If she were to just give in, perhaps… She slid her hand between her legs, dipping into her own wetness this time, then closed her eyes, savoring the sensation. Yes, perhaps this would do. Perhaps this would offer her a release from these urges. He’d push her up onto the dressing table, staring at the reflection of her flushed face, her naked breasts. His eyes would harden with an intensity bordering on anger as he watched her eyes while rucking up her night clothes, the cold air prickling the bare skin of her bottom.
And then… what?
Susanna groaned, and withdrew her cursed hands. She flopped over in the bed, her whole body thrumming with dissatisfaction.
She did not know. She could not know. She shouldn’t be doing this, touching herself, entertaining such torrid notions about the man her livelihood depended upon.
She should leave him to more practiced hands and knowing smiles, like those of Mrs. Edith Kenney. Pain stabbed at her heart. Suddenly furious with herself, Susanna leapt out of bed and went over to the basin, where she dumped out a splash of icy water and set to washing her hands. She worked diligently,scrubbing away her heavy, musky scent. Eventually she stilled, the droplets that clung to her fingers falling back into the basin.
Susanna laughed mirthlessly. As if she’d ever have a dressing table as fine as the one she’d imagined him taking her on.
Or a romance. Of any kind.
Or anyone as handsome, generous, and wealthy as Ajax Sedley. He could have any lady; he must have had scores of women far more thrilling and breathtaking than her. Like Mrs. Kenney—dignified, refined, barely tolerating the humble first class refreshment room. Susanna was as exciting as a footstool, as polished as a fireplace poker.
Dressing herself, she beat back her desire with every violent tug on her laces, every hairpin harshly restraining her curls. She donned her oldest, ugliest gown, the one that smelled stale no matter how many times the maids at Puxley House had labored to freshen it up. She didn’t even glance at the blue and gray striped gown hanging in the brand-new oak armoire, carved in the Tudor fashion. She hardened her heart against the gift and its giver.
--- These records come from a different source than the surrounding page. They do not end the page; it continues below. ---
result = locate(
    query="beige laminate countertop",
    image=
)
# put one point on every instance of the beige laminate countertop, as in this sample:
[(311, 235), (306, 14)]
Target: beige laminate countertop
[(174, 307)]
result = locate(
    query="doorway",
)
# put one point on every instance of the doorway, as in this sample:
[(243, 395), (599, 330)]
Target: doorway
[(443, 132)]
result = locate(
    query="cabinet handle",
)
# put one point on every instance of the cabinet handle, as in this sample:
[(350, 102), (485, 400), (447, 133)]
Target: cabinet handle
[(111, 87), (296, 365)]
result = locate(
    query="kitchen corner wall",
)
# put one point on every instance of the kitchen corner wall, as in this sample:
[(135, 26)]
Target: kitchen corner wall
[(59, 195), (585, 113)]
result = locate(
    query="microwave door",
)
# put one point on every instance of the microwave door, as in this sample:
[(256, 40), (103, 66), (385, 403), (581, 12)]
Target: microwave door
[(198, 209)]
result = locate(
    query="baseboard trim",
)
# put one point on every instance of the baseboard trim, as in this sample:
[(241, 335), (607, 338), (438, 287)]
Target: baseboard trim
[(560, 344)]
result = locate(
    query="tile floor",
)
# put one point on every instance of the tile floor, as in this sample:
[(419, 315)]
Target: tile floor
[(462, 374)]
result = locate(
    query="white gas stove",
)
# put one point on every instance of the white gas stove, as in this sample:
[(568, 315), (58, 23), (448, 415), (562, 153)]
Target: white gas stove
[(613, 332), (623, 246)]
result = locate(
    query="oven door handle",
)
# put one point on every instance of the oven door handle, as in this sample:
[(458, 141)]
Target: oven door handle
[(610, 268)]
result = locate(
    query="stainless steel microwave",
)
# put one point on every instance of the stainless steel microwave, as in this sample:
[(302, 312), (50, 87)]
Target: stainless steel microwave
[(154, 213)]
For one day, she would leave this castle, and she vowed it would not be in the middle of the night, with her bearing the shame of its owner having had her on her back. She intended to walk out with her head held high, dignity intact, reference in hand. With Charlotte well wed and respected in society.
Taking a deep breath, she opened the bedroom door and set off to find Mrs. Nathan.
Chapter Eleven
A small, private sittingroom across from the library had been turned over to Susanna’s care. Located in the newer wing of the house, it made up for its lack of fantastical charm with its warmth and light. Waist-to-ceiling leaded windows ran the entire length of one wall, each window consisting of tessellated diamond panes and a center crest of a white horned goat’s head with a brown collar above two thorned red roses.
With Mrs. Nathan’s assistance, she directed two footmen to rearrange the furnishings—removing a large rug, bringing in several sets of books from the library, shuffling a side table from one wall to another, removing two of the couches. It seemed to take forever. Once everything felt up to snuff, Susanna brought Charlotte in to begin her lessons, and she quickly gained an appreciation for the challenge of her immediate task, to keep Charlotte at her work.
The girl’s eyes kept drifting away from the dry introduction to Latin that was set before her, examining the windows instead as she fiddled with the watch fob she still wore around her neck.
Susanna issued yet another patient smile.
“Miss Sedley.Lily’s Grammar, the first three chapters, please.” She leaned across the table, tapping the open book.
“What do you suppose they were like?” Charlotte asked.
Susanna frowned. “I beg your pardon?” She’d never given much thought to a textbook author, but now she fumbled with some vague idea of William Lily back in the sixteenth century, wondering if his tendency toward rule-following carried over to his professional life, keeping his academic colleagues in line at every meal.
“The Lamplughs,” Charlotte said with a hint of exasperation. “They’re all I can think of, ever since we arrived.”
Susanna breathed in, trying to set aside her fondness for the girl’s strange, mercurial nature. She needed to be firm.
“Yes, I understand it’s been exciting. I’m excited as well.” She pulled the Latin book toward herself, picking it up as though it were as brittle as the vellum-bound bestiary—the most ancient book housed in the library—that Mrs. Nathan had proudly pointed out during the tour she had given to Susanna and Charlotte earlier that morning. It had supposedly belonged to an original inhabitant, one of the Lamplughs.
Charlotte, who had until that point been examining her fingernails as she trailed absentmindedly behind Mrs. Nathan and Susanna, had snapped to attention, staring ferociously at the massive, fragile book. Susanna said a silent prayer for the continued excellent condition of the antique, for she doubted the girl’s father would be too pleased to find her commandeering priceless volumes from the library in the same manner as she had his deceased elder brother’s possessions.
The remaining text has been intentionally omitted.